In an interview this week, George W. Bush marveled at how Bill Clinton redefined the presidency by time and again spinning his opponents into a jam. "I've learned some lessons from [him]," Bush told Tom Brokaw, "and one of them is how to use the bully pulpit to define relations with Congress." Good luck. The question of the next four years is how a president who can't talk his way out of a paper bag can get anything difficult through a sharply divided Congress. His Cabinet appointees are about to find out.
Last Thursday, as liberal interest groups detailed charges of racism and radicalism against Attorney General nominee John Ashcroft and Interior Secretary nominee Gale Norton, reporters asked Bush to reply. Here's an excerpt from that news conference.
Reporter: Your secretary of the interior-designate, Gale Norton, made a speech a few years ago in which she lamented the loss in the Civil War [by] the Confederacy, because she said too much was lost, referring to states' rights doctrine. What do you say to citizens who might hear that and are concerned that your nominee's defending the states' rights position of the Confederacy may mean a retreat from federal protection through federal power of minority rights?
Bush: I'd say that's just a ridiculous interpretation of what's in her heart. She's been the attorney general of the state of Colorado. She's a person who upheld the laws of that state. She is—she in no way, shape or form was talking about any value to slavery. …
I picked John Ashcroft because he's a good attorney. He's going to be the attorney general, he's going to be the nation's lawyer, and he'll enforce the laws on the books. And people will get a chance to hear that. This, too, was a person who was elected to public office.
Watching this exchange, I was reminded of what my then future father-in-law said when he learned that his daughter was dating me: "He's Jewish, and he's employed." That's essentially Bush's defense of his nominees.

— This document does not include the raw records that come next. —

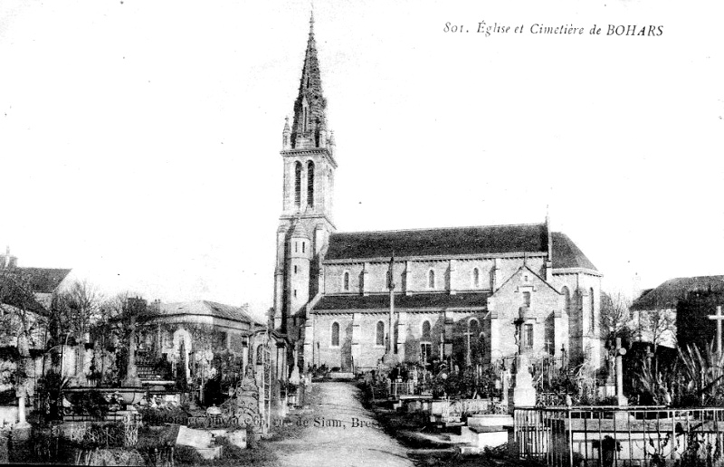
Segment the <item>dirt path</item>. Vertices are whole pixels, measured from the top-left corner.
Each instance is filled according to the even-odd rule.
[[[300,436],[274,443],[284,466],[413,467],[407,451],[376,425],[348,383],[315,383],[312,412],[300,420]]]

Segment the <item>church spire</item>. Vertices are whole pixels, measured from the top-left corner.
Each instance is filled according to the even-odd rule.
[[[294,101],[291,126],[293,148],[324,148],[327,143],[327,100],[322,95],[322,81],[314,41],[314,13],[310,15],[310,37],[301,70],[300,91]]]

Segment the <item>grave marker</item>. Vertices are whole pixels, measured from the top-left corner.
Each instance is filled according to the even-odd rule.
[[[721,314],[721,305],[717,307],[717,314],[709,315],[709,319],[717,321],[717,355],[721,358],[721,320],[724,319],[724,315]]]

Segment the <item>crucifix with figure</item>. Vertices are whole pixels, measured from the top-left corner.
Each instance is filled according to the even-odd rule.
[[[721,305],[717,307],[716,315],[709,315],[708,318],[717,321],[717,355],[721,358],[721,320],[724,319],[724,315],[721,314]]]

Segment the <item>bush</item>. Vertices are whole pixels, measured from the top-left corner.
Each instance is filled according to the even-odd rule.
[[[201,454],[191,446],[176,446],[174,461],[186,465],[199,465],[206,462],[205,459],[201,457]]]

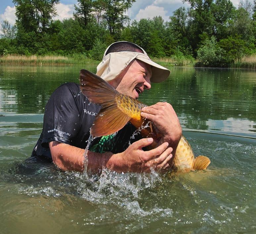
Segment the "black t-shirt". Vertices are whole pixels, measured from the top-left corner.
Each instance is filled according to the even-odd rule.
[[[51,159],[48,143],[53,141],[85,149],[90,128],[100,108],[90,103],[80,92],[78,84],[61,85],[53,92],[45,107],[43,130],[31,156]],[[140,138],[138,135],[131,138],[135,130],[128,123],[117,134],[95,140],[90,147],[93,146],[95,152],[120,153]]]

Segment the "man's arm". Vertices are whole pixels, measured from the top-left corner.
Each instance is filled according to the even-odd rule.
[[[124,172],[149,172],[151,167],[157,170],[165,169],[169,166],[173,149],[165,142],[151,150],[142,149],[152,142],[151,138],[141,139],[116,154],[89,151],[87,168],[94,172],[99,172],[103,167]],[[83,170],[84,150],[56,141],[49,144],[53,162],[59,167],[64,170]]]
[[[182,129],[178,117],[172,105],[167,102],[158,102],[154,105],[142,108],[141,116],[152,121],[163,135],[160,144],[167,142],[173,148],[173,155],[175,156],[176,150],[180,139]],[[169,162],[173,164],[174,157]]]

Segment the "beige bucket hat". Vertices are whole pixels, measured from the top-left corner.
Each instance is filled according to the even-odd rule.
[[[136,44],[128,41],[113,43],[105,51],[102,62],[97,67],[96,74],[106,81],[115,79],[133,59],[152,66],[150,81],[160,83],[167,79],[169,70],[152,61],[145,51]]]

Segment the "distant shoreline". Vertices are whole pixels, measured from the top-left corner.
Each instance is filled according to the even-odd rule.
[[[165,67],[209,67],[194,59],[175,58],[153,58],[152,60]],[[100,62],[86,57],[81,54],[73,56],[59,55],[7,55],[0,56],[0,65],[97,65]],[[228,68],[256,69],[256,54],[244,57],[230,65]]]

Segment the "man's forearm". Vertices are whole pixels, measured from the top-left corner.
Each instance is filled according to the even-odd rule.
[[[58,141],[49,142],[49,147],[53,162],[60,168],[64,170],[83,170],[84,149]],[[87,158],[87,169],[94,173],[100,172],[103,167],[120,172],[124,170],[124,162],[120,154],[89,151]]]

He made it through an entire presidential campaign deflecting questions about his policies and his record by observing that his "heart" was pure, that he had been "elected" to office, and that he had "upheld" his state's laws. Having eked out victory, he thinks these vacuous assurances will suffice for governing. The Cabinet nomination fights, which senators tend to resolve in favor of the president, are likely to bolster his confidence in this approach. But when Democrats put campaign-finance reform on his desk and frame his tax cut as a reckless sop to the rich, Bush will have to do more than remind the public that he's Christian and employed.
To liberals, Bush's inarticulateness is a joke. But for conservatives, it's a problem. Ashcroft and Norton deserve better advocacy. The charge that Norton defended slavery is a cynical slur. What she actually said was that the Confederacy fought for two things—the principle of state sovereignty and the practice of slavery—and that the specific repugnance of the latter obscured the general merits of the former. Clinton would have had the brains and skill to explain this distinction. Bush, however, could only stammer that Norton was nice, had held a political job, and didn't really support slavery.
Republicans can find other spokesmen to defend their nominees and initiatives. But none of those spokesmen carries the weight of the president and each brings liabilities. The best defense of Ashcroft, for example, was presented two days ago on This Week:
He has signed a hate crimes bill. He put in a bill putting a five-year prison penalty on anyone who was convicted of a crime with a handgun. He has put a number of black jurists on the bench in Missouri. The first African-American in the history of Western Missouri went on the appeals court there, and he voted for 26 out of 28 of the African-American nominees to the bench in Washington.
Those words, delivered by the president-elect, might have swayed public opinion in Ashcroft's favor. Instead, they were overshadowed by the speaker, Pat Robertson—exactly the sort of public figure Ashcroft's opponents want to identify him with. This is the predicament Bush was supposed to resolve. Republicans have learned the hard way that control of Congress isn't enough. Without a coherent, authoritative voice, they can't beat the Democrats. For six years, they've waited for that voice. They're still waiting.